Carmilla - Joseph Sheridan Le Fanu

52%

01.10.25

Predating (ha!) Dracula by 25 years, this is celebrated as the original queer vampire story. But that's misleading - the lesbian implications seem mainly a metaphor for power imbalance and a blunt condemnation of 'unnatural' behaviour. The story, atmospheric as it was, didn't make much sense and rushed the ending.

We Begin at the End - Chris Whitaker

41%

26.09.25

I wish this really did begin at the end, so I wouldn't have had to force my way through this overlong, overblown, overwritten and under-edited melodrama.

Hot for Slayer - Ali Hazelwood

n/a

25.09.25

Fun, and sneakily clever, short story/novella, in which much symbolic use is made of penetration by stakes and steel.

Every Last Suspect - Nicola Moriarty

61%

24.09.25

I've read all of Liane Moriarty's books but luckily her sister writes in a very similar, entertaining style. It uses the same formula of bubbling domestic and social resentments, leading to an unlikely but somehow satisfying conclusion. The Moriartys make suburban Australia sound much more interesting that it probably is.

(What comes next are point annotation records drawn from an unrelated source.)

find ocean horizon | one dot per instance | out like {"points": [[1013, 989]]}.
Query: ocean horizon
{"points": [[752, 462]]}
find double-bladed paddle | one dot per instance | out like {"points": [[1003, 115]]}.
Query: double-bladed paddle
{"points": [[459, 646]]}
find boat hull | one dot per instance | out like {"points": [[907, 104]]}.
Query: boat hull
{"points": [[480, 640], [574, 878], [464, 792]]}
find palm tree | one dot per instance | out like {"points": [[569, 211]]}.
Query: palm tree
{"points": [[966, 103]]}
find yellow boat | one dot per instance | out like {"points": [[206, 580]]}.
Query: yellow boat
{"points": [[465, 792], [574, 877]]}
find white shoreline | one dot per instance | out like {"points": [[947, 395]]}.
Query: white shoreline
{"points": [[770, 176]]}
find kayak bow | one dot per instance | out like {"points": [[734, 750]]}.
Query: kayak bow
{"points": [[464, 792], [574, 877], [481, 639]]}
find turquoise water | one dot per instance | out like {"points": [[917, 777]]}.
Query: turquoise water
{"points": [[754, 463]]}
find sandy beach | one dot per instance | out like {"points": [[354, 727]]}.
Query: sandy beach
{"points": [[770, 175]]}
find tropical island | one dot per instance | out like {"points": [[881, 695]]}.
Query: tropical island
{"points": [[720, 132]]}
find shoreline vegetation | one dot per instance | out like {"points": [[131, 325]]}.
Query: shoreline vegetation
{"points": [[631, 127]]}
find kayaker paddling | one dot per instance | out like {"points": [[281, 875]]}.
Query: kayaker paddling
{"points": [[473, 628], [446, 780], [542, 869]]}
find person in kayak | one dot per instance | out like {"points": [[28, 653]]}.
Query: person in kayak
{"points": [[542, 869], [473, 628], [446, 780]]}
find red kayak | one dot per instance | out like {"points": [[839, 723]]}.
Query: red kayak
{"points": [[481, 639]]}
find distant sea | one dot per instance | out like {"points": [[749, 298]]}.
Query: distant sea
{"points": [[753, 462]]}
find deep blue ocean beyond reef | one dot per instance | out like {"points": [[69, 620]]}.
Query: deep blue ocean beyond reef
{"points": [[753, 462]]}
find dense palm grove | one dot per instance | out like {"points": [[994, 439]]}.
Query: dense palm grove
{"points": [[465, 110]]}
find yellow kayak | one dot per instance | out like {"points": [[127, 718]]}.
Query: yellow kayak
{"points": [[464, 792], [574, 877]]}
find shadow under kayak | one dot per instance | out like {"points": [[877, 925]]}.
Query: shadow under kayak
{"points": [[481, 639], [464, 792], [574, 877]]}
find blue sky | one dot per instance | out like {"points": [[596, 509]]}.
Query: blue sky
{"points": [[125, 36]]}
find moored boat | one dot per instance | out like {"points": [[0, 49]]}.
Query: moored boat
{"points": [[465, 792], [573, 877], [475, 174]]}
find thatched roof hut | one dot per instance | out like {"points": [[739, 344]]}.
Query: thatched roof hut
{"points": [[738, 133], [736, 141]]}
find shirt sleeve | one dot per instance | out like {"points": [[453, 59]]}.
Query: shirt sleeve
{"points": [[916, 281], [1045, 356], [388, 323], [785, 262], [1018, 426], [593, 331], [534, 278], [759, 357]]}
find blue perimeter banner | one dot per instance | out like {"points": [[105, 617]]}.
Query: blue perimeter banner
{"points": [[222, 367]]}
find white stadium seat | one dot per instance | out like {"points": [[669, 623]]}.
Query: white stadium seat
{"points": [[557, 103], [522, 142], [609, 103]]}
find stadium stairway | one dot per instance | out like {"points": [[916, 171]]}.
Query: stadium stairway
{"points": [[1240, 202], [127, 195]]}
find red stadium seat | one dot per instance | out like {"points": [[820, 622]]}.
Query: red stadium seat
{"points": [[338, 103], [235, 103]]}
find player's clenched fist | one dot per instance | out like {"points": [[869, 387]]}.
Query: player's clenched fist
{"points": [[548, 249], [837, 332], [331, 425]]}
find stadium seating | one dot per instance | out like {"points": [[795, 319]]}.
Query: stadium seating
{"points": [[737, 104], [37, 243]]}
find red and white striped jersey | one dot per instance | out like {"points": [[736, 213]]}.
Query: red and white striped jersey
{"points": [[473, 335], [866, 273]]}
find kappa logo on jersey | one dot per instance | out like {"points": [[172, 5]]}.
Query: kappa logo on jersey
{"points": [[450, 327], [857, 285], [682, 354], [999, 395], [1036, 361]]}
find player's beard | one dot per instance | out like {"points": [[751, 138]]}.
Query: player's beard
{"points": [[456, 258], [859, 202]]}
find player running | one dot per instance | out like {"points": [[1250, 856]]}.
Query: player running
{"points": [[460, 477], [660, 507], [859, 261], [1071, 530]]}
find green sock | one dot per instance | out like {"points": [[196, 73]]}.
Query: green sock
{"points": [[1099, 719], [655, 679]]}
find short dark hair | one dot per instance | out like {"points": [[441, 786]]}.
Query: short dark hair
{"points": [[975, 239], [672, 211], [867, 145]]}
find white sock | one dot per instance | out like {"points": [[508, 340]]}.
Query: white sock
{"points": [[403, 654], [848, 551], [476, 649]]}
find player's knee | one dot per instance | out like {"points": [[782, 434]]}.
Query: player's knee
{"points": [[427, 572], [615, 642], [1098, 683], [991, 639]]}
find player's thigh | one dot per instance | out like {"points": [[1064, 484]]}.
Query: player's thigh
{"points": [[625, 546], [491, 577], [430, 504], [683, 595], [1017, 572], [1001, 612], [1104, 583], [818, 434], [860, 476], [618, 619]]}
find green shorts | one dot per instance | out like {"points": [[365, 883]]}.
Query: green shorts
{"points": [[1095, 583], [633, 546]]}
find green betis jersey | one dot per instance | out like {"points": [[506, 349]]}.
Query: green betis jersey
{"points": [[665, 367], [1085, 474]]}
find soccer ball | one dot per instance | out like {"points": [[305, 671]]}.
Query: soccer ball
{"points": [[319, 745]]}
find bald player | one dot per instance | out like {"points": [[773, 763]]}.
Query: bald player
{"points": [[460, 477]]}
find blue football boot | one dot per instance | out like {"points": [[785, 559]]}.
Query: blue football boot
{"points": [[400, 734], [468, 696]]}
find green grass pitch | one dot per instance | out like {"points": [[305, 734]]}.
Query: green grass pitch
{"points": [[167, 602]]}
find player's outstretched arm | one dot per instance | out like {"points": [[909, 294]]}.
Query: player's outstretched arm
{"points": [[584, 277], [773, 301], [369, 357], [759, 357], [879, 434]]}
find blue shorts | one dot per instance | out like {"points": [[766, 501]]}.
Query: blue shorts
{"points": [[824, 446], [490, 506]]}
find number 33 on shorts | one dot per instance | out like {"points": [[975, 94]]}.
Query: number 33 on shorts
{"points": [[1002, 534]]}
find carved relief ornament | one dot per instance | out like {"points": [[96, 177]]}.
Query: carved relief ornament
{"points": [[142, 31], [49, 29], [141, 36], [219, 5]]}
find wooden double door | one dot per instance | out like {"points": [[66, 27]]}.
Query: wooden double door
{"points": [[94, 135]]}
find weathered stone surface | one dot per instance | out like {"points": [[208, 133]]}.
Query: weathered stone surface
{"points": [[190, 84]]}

What You Did - Claire McGowan

45%

21.09.25

I read this because the author went to the same college as me, and a sort-of unnamed version of it did feature - but it was nothing like my experience. She seems to have hated it as much as she hated her protagonist, who has so few redeeming features that I hoped she sank under the increasingly heavy pile of increasingly ridiculous Bad Things that happened to her. It was hardly the gritty realism I suspect it was intended to be.

(I didn't realise this was by the same author - it was both similar and quite different.)